At Local Flow, Miller hosts “Locals Nights” in conjunction with SNACK that is open to all ages. The next one will be held the evening of Monday, May 6.

She’ll miss that one, as it coincides with the Distinguished Service Awards. “My staff will be there, but I’ll be at the banquet,” she said.

But she won’t pause in her effort to encourage people to care more about their health and wellness, Miller said.

“You need to eat right and move, but it’s more ... you need to be positive minded,” she said.

The whole community can, and should, contribute to that.

“If a caring and accepting community creates an area for health to fall in line, it will,” she said.

She noted that people who live in “the healthiest places” take care of and support one another.
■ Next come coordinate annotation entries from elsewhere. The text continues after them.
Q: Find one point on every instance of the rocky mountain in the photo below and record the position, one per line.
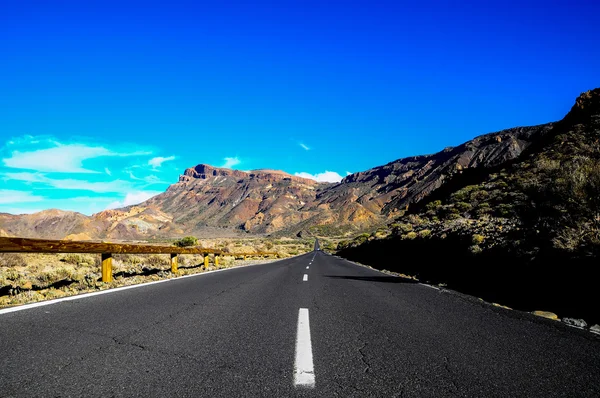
(524, 233)
(221, 201)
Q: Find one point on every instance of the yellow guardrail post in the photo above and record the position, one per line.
(174, 263)
(106, 267)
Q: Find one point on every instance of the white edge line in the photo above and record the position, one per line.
(430, 286)
(117, 289)
(304, 372)
(376, 270)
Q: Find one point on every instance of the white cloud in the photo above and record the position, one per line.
(11, 196)
(159, 160)
(60, 158)
(230, 162)
(151, 179)
(132, 198)
(327, 176)
(69, 183)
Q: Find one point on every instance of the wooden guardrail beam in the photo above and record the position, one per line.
(26, 245)
(106, 250)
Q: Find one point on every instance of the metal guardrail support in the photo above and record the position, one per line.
(106, 267)
(106, 250)
(174, 260)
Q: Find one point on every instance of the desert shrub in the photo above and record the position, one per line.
(11, 274)
(504, 210)
(464, 194)
(187, 241)
(433, 205)
(157, 261)
(483, 208)
(72, 258)
(129, 259)
(11, 260)
(463, 206)
(424, 233)
(452, 216)
(63, 273)
(78, 259)
(479, 195)
(475, 249)
(477, 239)
(410, 235)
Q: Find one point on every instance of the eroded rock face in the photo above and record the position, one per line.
(268, 201)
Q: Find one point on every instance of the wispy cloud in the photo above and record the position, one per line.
(230, 162)
(327, 176)
(132, 198)
(151, 179)
(8, 196)
(159, 160)
(60, 158)
(70, 183)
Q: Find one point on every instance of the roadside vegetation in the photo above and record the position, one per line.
(34, 277)
(525, 234)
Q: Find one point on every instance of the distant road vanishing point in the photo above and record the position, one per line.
(312, 325)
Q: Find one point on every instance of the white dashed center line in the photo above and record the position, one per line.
(304, 372)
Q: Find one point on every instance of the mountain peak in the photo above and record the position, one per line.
(205, 171)
(587, 105)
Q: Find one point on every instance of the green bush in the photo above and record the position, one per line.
(11, 260)
(187, 241)
(424, 233)
(477, 239)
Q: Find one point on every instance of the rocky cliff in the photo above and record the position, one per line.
(225, 201)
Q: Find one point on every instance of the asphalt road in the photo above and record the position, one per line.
(240, 332)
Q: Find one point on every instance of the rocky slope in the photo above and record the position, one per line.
(525, 233)
(225, 201)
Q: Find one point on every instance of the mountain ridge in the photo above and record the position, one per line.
(274, 202)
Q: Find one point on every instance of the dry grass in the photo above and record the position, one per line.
(26, 278)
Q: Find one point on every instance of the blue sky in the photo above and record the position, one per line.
(104, 104)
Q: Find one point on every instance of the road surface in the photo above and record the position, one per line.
(311, 326)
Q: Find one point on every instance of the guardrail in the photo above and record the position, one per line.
(106, 250)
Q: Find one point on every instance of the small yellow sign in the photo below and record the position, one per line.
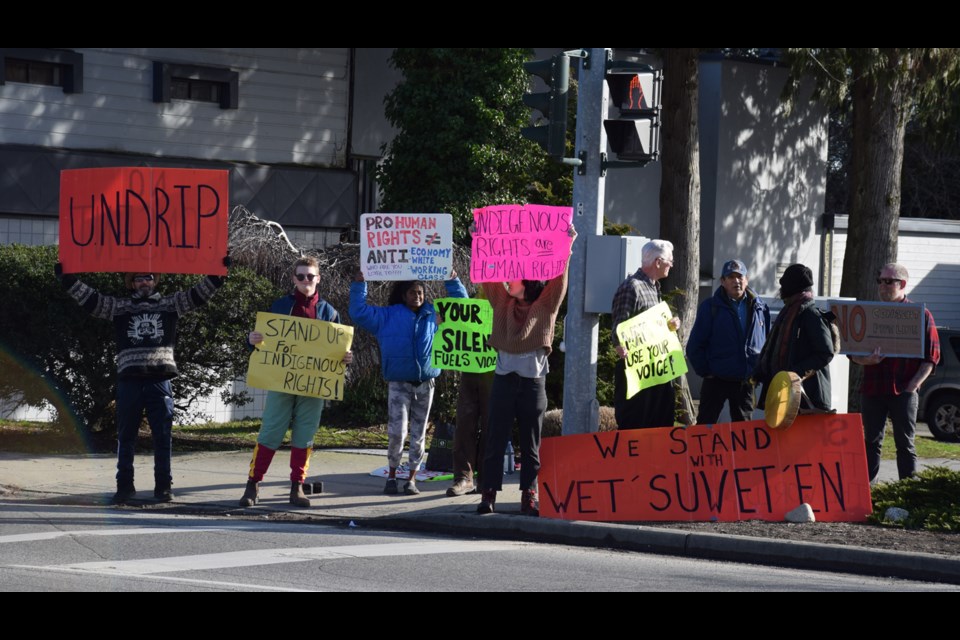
(300, 356)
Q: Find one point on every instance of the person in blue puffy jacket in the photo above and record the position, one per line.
(725, 344)
(405, 329)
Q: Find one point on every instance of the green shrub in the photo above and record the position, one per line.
(932, 498)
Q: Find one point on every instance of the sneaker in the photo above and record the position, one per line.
(124, 494)
(529, 503)
(460, 488)
(487, 502)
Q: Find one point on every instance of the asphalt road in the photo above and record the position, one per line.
(89, 548)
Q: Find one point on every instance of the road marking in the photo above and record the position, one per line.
(259, 557)
(238, 586)
(134, 531)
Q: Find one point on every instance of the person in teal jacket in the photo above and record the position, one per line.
(405, 329)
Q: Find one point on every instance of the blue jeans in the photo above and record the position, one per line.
(134, 395)
(513, 397)
(902, 410)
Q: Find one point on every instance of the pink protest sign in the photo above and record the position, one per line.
(520, 242)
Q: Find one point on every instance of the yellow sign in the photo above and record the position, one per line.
(654, 353)
(300, 356)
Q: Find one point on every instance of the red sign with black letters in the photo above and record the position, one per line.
(726, 472)
(138, 219)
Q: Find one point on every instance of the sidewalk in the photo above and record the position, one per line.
(212, 483)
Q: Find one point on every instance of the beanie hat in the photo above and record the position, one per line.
(795, 279)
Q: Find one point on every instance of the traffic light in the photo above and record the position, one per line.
(635, 90)
(552, 104)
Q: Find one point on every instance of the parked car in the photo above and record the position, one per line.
(940, 394)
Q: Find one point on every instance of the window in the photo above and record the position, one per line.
(192, 82)
(50, 67)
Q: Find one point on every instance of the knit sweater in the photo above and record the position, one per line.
(520, 326)
(146, 328)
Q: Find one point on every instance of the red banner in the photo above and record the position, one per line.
(136, 219)
(727, 472)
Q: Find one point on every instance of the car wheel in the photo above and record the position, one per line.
(943, 417)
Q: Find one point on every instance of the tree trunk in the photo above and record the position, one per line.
(680, 179)
(880, 107)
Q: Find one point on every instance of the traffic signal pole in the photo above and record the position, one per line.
(581, 411)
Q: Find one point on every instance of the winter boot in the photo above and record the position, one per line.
(488, 499)
(251, 495)
(297, 497)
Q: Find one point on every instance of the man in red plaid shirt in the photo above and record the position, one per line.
(890, 385)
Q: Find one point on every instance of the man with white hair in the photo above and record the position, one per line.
(890, 385)
(653, 406)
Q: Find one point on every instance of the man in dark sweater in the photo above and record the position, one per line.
(146, 332)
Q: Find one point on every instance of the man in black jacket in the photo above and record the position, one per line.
(146, 331)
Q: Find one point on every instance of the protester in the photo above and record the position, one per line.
(146, 334)
(654, 406)
(725, 343)
(801, 341)
(890, 386)
(524, 315)
(405, 329)
(473, 413)
(282, 411)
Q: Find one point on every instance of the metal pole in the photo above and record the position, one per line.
(581, 411)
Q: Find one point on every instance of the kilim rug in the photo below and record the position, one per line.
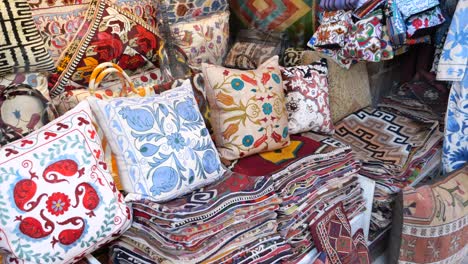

As a result, she said, they are “healthier, happier and live longer.”

In addition to encouraging healthful choices, Miller is active in the community through the Kiwanis Club, which meets at noon Thursdays in the McMinnville Community Center.

“I grew up with my parents saying ‘you should always give back,’” she said.

Membership in the club would also help her learn about McMinnville, she figured. She quickly came to value the Kiwanis Club’s work in the community, which contributes volunteer labor and monetary donations worth about $80,000 a year.

“I love that Kiwanis gives back to kids in such a diverse way,” she said, mentioning car seats for newborns, videos for new parents and scholarships for graduating high school seniors. The Kiwanis Club also supports Henderson House and other organizations.

It’s especially rewarding, she said, to meet young children in programs such as Beyond Backpacks or Ready for Kindergarten, then see them a few years later as young adults.

As club president, Miller encourages others to consider joining Kiwanis or another service organization.

“It’s a good way to meet people, get involved in projects and learn about the community,” she said.

Miller became active in the downtown association, joining its board, soon after opening Local Flow two years ago. It was a natural step, she said.

In addition, she said, “We’ve always spent time downtown. McMinnville is such a unique community.”

When not hanging out in her hometown, Miller enjoys going to the Columbia River Gorge or the Coast Range to hike and traveling farther afield; she and her husband have driven the south island of New Zealand. For their 10th anniversary, they visited Sweden.

She was back home, enjoying running her business and doing community service, when she received a call from   Jennifer Feero and Chelsey Nichol.

Both are past DSA Junior Citizens, but she wasn’t suspicious when they asked her to meet with them.

“The award wasn’t even on my radar,” she said.

She was shocked, though, when they told her she’d been chosen as this year’s winner.

“There are a lot of really deserving people who do great things,” she said. “I make an effort to create a positive community, but I never think I’m doing more than anyone else.”